The aforementioned systems, circuits, modules, and so on have been
described with respect to interaction between several components
and/or blocks. It can be appreciated that such systems, circuits,
components, blocks, and so forth can include those components or
specified sub-components, some of the specified components or
sub-components, and/or additional components, and according to
various permutations and combinations of the foregoing.
Sub-components can also be implemented as components
communicatively coupled to other components rather than included
within parent components (hierarchical). Additionally, it should be
noted that one or more components may be combined into a single
component providing aggregate functionality or divided into several
separate sub-components, and any one or more middle layers, such as
a management layer, may be provided to communicatively couple to
such sub-components in order to provide integrated functionality.
Any components described herein may also interact with one or more
other components not specifically described herein but known by
those of skill in the art.
Moreover, the words "example" or "exemplary" are used herein to
mean serving as an example, instance, or illustration. Any aspect
or design described herein as "exemplary" is not necessarily to be
construed as preferred or advantageous over other aspects or
designs. Rather, use of the words "example" or "exemplary" is
intended to present concepts in a concrete fashion. As used in this
application, the term "or" is intended to mean an inclusive "or"
rather than an exclusive "or". That is, unless specified otherwise,
or clear from context, "X employs A or B" is intended to mean any
of the natural inclusive permutations. That is, if X employs A; X
employs B; or X employs both A and B, then "X employs A or B" is
satisfied under any of the foregoing instances. In addition, the
articles "a" and "an" as used in this application and the appended
claims should generally be construed to mean "one or more" unless
specified otherwise or clear from context to be directed to a
singular form.
With reference to FIG. 13, a suitable environment 1300 for
implementing various aspects of the claimed subject matter includes
a computer 1302. For example, computer 1302 can be used for
implementing systems 200 and 900 respectively. The computer 1302
includes a processing unit 1304, a system memory 1306, and a system
bus 1308. The system bus 1308 couples system components including,
but not limited to, the system memory 1306 to the processing unit
1304. The processing unit 1304 can be any of various available
processors. Dual microprocessors and other multiprocessor
architectures also can be employed as the processing unit 1304.
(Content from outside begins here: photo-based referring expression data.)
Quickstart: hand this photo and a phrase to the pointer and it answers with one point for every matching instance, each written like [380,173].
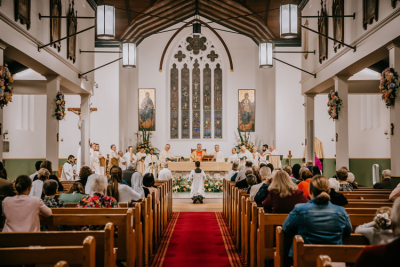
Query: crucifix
[77,111]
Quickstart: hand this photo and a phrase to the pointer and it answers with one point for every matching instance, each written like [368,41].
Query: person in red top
[283,194]
[384,255]
[305,184]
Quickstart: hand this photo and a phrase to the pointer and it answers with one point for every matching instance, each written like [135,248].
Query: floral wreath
[387,87]
[6,87]
[59,111]
[334,104]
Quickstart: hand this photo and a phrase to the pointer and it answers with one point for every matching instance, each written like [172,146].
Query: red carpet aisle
[197,239]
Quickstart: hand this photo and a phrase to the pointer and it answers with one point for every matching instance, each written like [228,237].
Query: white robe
[67,173]
[219,157]
[150,164]
[197,180]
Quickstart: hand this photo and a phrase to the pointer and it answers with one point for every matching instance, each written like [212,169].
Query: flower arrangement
[388,86]
[6,88]
[59,111]
[244,140]
[145,143]
[334,103]
[183,185]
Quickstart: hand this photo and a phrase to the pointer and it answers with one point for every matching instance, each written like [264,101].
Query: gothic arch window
[196,90]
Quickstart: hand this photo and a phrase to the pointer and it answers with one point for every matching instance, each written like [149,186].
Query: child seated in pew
[379,231]
[318,221]
[22,211]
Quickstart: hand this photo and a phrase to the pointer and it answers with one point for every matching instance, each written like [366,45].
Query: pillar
[52,124]
[394,62]
[309,127]
[342,124]
[2,49]
[85,129]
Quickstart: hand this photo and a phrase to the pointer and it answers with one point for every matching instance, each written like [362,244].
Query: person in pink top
[22,211]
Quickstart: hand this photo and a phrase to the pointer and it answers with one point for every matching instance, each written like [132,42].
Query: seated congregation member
[386,182]
[197,177]
[386,254]
[341,175]
[283,194]
[305,184]
[74,195]
[260,191]
[165,174]
[37,167]
[379,231]
[84,174]
[336,198]
[22,211]
[50,191]
[119,191]
[148,186]
[98,199]
[318,221]
[37,185]
[47,165]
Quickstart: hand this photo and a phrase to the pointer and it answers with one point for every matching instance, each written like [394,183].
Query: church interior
[199,132]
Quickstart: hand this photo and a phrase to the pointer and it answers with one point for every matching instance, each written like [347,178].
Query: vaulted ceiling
[138,19]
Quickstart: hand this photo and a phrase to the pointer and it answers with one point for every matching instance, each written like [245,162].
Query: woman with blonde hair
[318,221]
[379,231]
[283,194]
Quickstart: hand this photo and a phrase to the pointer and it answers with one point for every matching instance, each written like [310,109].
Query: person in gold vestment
[141,155]
[198,154]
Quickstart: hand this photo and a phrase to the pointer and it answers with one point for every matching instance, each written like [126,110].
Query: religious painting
[338,23]
[247,107]
[323,41]
[72,25]
[370,12]
[196,127]
[185,102]
[147,109]
[174,103]
[55,23]
[22,12]
[207,102]
[218,102]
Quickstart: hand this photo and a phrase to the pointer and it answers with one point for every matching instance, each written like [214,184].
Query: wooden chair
[84,255]
[106,254]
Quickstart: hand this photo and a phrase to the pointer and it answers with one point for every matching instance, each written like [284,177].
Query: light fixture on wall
[288,20]
[105,22]
[265,54]
[129,55]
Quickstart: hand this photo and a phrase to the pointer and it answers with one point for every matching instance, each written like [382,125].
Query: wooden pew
[125,242]
[84,255]
[105,251]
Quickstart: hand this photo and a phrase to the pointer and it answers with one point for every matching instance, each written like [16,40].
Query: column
[85,130]
[52,124]
[309,127]
[342,124]
[2,49]
[394,62]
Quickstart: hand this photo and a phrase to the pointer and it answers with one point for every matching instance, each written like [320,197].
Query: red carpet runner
[197,239]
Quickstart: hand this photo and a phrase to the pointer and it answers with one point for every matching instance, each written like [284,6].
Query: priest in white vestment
[244,155]
[218,156]
[150,163]
[140,156]
[197,177]
[67,173]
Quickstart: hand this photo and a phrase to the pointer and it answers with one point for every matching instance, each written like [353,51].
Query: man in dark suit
[6,190]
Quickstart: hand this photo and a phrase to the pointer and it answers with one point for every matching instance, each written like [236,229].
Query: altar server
[151,163]
[197,177]
[218,156]
[141,156]
[67,173]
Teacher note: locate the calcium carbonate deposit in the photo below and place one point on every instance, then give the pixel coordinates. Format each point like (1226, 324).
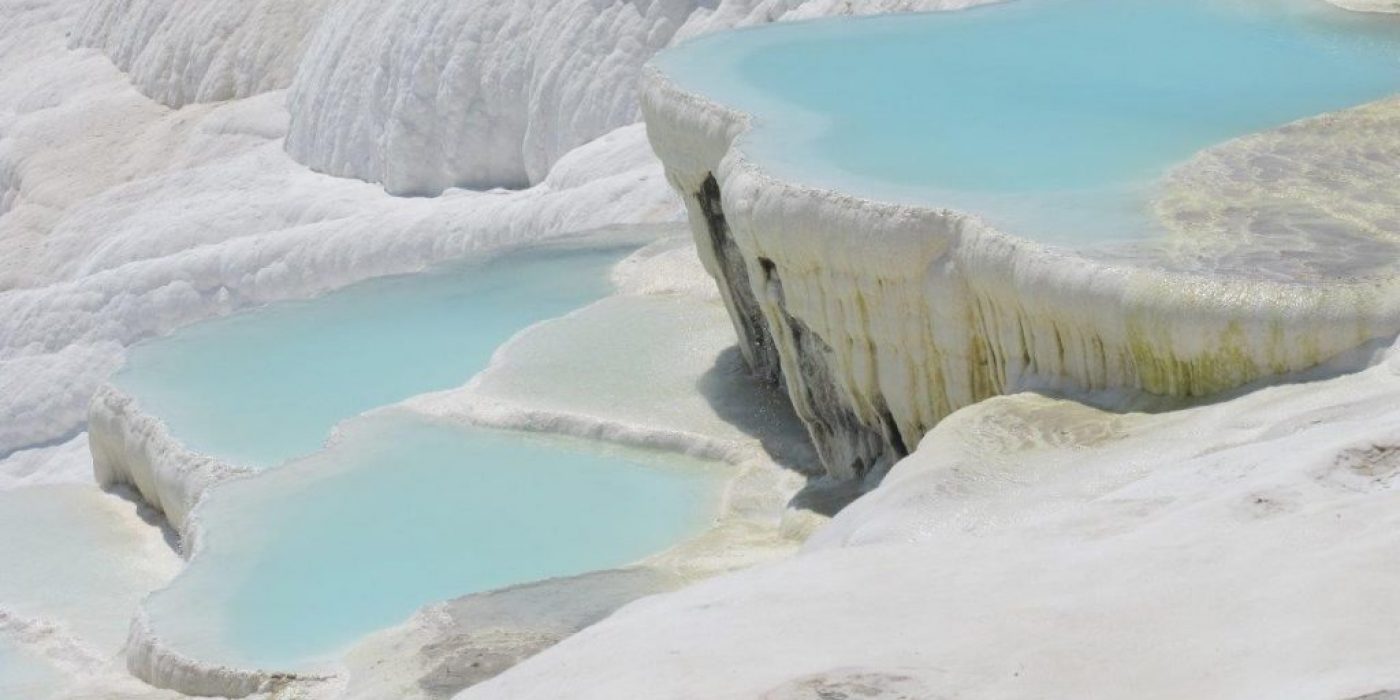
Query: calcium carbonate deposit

The system bus 1308 can be any of several types of bus structure(s)
including the memory bus or memory controller, a peripheral bus or
external bus, and/or a local bus using any variety of available bus
architectures including, but not limited to, Industrial Standard
Architecture (ISA), Micro-Channel Architecture (MSA), Extended ISA
(EISA), Intelligent Drive Electronics (IDE), VESA Local Bus (VLB),
Peripheral Component Interconnect (PCI), Card Bus, Universal Serial
Bus (USB), Advanced Graphics Port (AGP), Personal Computer Memory
Card International Association bus (PCMCIA), Firewire (IEEE 1394),
and Small Computer Systems Interface (SCSI).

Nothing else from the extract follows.